I remain with the truth, and I have no regret for speaking out. You know evil thrives when good people keep quiet, look away or pretend that all is well, when they should speak out.
Non-lawyers sometimes jocularly refer to lawyer spouses as committing professional incest. Your wife is a fellow Senior Advocate of Nigeria. What is the experience working in the same office with your spouse, especially at that level? What are the challenges? What are the benefits? What advice would you give spouses who desire that kind of professional affinity with their spouses?
I am one of the luckiest men in the whole world. God in His mercies gave me the bone of my bone and the flesh of my own.
My wife has the background of Science. She graduated in 1981 having read and graduated in Chemistry from the University of Benin. She taught for ten years. I took her to all the Lawyers’ Conferences everywhere within Nigeria and several countries of the world, so it was not difficult to convince her to read law as her second degree.
She has the character of a scientist, sees all things scientifically, analyses all issues mathematically and unlike me, never rushing into conclusion, on legal arguments.
You know, my little training as a police officer, made my attitude worse.

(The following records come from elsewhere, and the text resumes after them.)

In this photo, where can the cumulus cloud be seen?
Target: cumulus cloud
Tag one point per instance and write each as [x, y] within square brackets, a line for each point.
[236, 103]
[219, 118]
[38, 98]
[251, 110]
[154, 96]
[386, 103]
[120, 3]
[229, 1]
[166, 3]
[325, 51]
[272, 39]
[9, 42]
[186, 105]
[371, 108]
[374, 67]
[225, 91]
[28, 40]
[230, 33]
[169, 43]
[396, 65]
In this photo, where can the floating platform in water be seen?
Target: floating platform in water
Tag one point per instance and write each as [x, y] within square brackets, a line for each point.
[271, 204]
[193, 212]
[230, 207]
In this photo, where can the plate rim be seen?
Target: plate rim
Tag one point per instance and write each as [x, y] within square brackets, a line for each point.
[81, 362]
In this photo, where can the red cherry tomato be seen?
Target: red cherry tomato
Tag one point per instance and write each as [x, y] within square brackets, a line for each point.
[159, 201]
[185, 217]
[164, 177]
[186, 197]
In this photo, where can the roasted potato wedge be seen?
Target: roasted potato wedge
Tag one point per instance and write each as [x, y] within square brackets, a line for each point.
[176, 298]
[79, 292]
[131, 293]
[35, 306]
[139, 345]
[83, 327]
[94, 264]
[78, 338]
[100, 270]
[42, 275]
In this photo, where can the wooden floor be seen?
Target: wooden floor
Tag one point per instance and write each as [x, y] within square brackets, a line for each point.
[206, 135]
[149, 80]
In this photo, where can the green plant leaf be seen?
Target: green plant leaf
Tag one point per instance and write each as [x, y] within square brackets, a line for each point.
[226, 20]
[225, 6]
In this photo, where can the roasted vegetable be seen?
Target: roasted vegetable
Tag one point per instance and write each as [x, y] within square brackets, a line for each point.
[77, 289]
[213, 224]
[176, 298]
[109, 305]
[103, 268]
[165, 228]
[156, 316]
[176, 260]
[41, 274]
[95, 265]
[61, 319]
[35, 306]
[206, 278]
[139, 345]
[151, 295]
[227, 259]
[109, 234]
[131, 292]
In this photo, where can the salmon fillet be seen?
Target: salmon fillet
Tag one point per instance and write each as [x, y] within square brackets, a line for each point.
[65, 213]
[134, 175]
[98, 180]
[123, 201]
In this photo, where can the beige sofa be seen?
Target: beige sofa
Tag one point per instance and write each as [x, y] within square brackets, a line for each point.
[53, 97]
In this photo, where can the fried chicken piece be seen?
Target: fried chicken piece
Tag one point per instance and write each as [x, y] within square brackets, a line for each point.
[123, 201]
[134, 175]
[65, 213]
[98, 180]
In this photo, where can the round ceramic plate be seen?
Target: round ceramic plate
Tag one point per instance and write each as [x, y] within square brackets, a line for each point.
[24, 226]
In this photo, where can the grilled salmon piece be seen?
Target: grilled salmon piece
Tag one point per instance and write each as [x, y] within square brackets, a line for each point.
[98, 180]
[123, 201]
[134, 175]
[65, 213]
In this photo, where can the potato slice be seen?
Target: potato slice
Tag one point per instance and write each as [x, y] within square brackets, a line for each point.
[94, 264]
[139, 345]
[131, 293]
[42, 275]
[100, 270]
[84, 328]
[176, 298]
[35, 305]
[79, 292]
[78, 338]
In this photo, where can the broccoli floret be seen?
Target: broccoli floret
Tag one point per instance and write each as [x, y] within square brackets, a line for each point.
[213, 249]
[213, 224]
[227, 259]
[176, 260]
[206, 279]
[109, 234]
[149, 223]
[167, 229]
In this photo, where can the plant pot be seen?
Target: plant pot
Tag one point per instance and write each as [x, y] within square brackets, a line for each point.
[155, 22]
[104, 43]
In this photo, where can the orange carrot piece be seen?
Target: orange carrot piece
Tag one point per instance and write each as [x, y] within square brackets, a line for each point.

I believe the complainant first, and then put the suspect to prove his/her innocence. But with both of us, we argue legal issues and we arrive at the best or superior arguments. She writes very good English and her briefs were always better than mine, so there is never a disagreement. She indeed complements my inadequacies; she is patient, painstaking and spiritually matured. She is the Managing Partner and excellent organiser, with an immeasurable zeal for perfection. She is the family prayer warrior. Her only fault, is that she is an elegant super dresser. We quarrel anytime I accompany her to do her shopping, when we are outside the country. She loves her children so much so that, I sometimes feel that she gives them more attention than me. She loves me, not because I am a lawyer or SAN, but because I love her. She is my major critic and I dare say, teacher in Information Technology (I.T.) But I also teach her the law coming from my experiences at the Bar.
I am happy, fulfilled, content and give God all the glory for all I have been for 70 years.